Crash2006 reports that another mortgage firm bites the dust. Merit Financial clearly did not have enough merit to stand up during a housing bubble bust.

Is David Lereah like Charles Ponzi? Is the housing bubble a giant Ponzi scheme?

The Baltimore Metro Area Housing Blog has a great post about a house that is having massive price reductions. The speculator clearly won't make as much as they had hoped for, but probably will turn a tidy profit on the property.

DC Bubble reports that the amount of inventory and the percentage of housing units where prices have been reduced has increased in DC proper. It bubblicious here.

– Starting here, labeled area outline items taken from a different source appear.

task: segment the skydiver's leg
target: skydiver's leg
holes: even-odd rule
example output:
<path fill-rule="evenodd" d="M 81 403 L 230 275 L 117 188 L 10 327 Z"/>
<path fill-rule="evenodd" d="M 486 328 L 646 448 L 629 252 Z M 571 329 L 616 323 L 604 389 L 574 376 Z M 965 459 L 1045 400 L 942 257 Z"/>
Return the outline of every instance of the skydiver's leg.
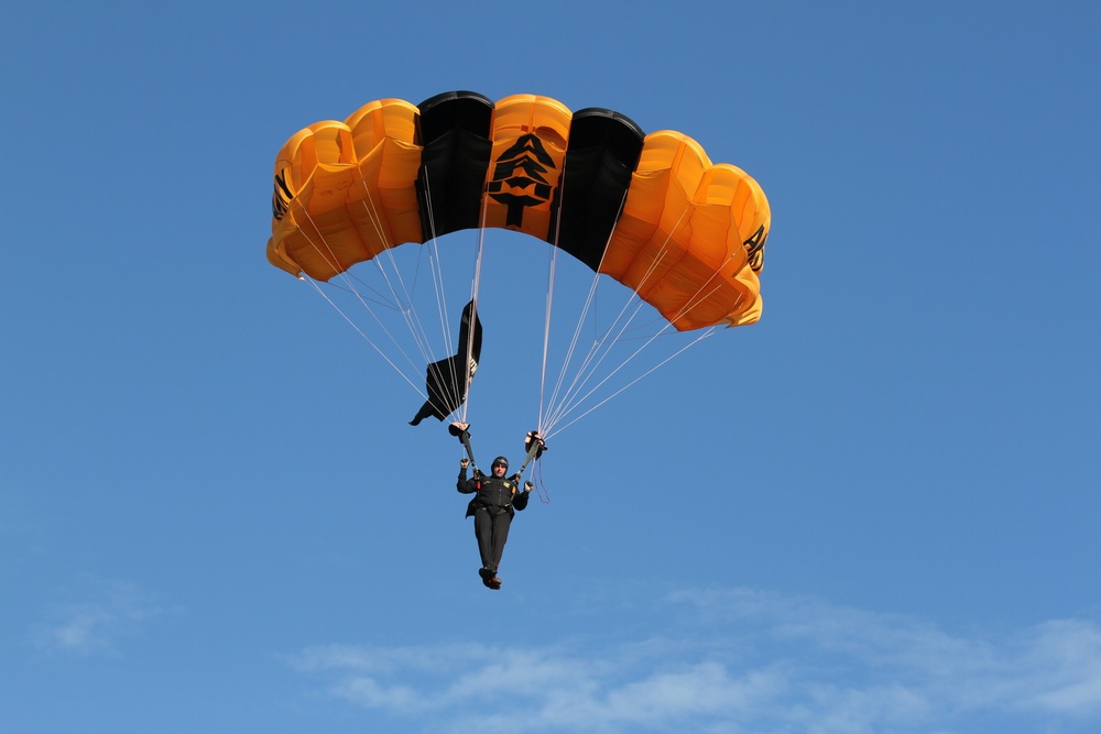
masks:
<path fill-rule="evenodd" d="M 494 568 L 493 516 L 486 507 L 475 511 L 475 537 L 478 539 L 478 554 L 481 556 L 482 568 Z"/>

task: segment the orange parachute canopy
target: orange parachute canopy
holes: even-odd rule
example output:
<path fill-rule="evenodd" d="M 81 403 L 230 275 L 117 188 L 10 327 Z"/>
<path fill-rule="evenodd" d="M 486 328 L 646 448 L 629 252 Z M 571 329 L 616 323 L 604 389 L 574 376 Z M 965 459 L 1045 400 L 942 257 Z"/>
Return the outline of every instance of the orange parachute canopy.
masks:
<path fill-rule="evenodd" d="M 607 109 L 470 91 L 370 102 L 275 160 L 268 260 L 328 281 L 407 242 L 526 232 L 624 284 L 678 330 L 753 324 L 771 213 L 691 138 Z"/>

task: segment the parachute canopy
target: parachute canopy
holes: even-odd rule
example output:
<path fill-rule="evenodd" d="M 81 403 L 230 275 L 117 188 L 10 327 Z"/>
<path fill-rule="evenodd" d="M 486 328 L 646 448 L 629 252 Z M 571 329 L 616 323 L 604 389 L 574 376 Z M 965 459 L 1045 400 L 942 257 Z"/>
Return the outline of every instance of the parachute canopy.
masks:
<path fill-rule="evenodd" d="M 547 97 L 453 91 L 369 102 L 292 136 L 275 160 L 268 260 L 328 281 L 388 248 L 505 228 L 619 281 L 684 331 L 760 318 L 770 223 L 756 182 L 683 133 L 644 134 Z"/>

Northern New Jersey Real Estate Bubble
has a great find about how 'Land Value Increases In Japan, First Time In 15 Years'

Finally, SocketSite continues to offer solid coverage of the San Francisco housing market.


  1. David,

    Regarding the Baltimore Metro Area Housing Blog property. This is a short sale if you go to the properties listing through the link. That means that the owner likely refinanced to take cash out of the appraised equity, and can no longer afford the mortgage payments.

    I really doubt that he is making any money on this home.

  2. Anon-
    That's my blog, and thank you for making that point. Can I ask why in the world they would put that in the listing? What are the advantages/disadvantages to it? Thanks!

  3. OK, I looked it up and still cannot fathom why they would put that in the should I run in there and offer them $200K for the house? If the lender is will to accept less than what they seller owes, is there a minumum they'll accept before they do force foreclosure? This could be a steal, and will royally screw the comps, correct?

  4. The realtor's listing is noting a condition of sale. It is really a note to other realtor's that a bid at the listing price may not be received by the third party (bank).

    I don't know that it would screw up comps, because I don't know what the sales prices are for homes near there. Most lenders aren't going to come out and tell you what they will accept. My advice would be to wait on this property. If enough time goes by, either 1) it is sold way below market value or 2) it is repo'd by the bank and subsequently sold way below market value.

    I can tell you that the "owner" is in a world of hurt. If they short sale the property, they are taking a loss on their mortgage. Either they are putting up the cash or the bank is going to forgive the remaining balance. If the bank forgives the remainder, then the "owner" is responsible for paying income taxes on the amount forgiven.

  5.'s been on the market almost 200 days, but only a few at the current price. My feeling is that there are homes just as nice, if not nicer, for sale for the same price or less that do not require all the work and time that it seems has to go into doing this (from what I've read), and that it may sit for a loooong time. If it sits longer does that make the lender more likely to accept a lesser price? Hell, if they drop the list to $100K, that doesn't matter if the lender wont accept it, right?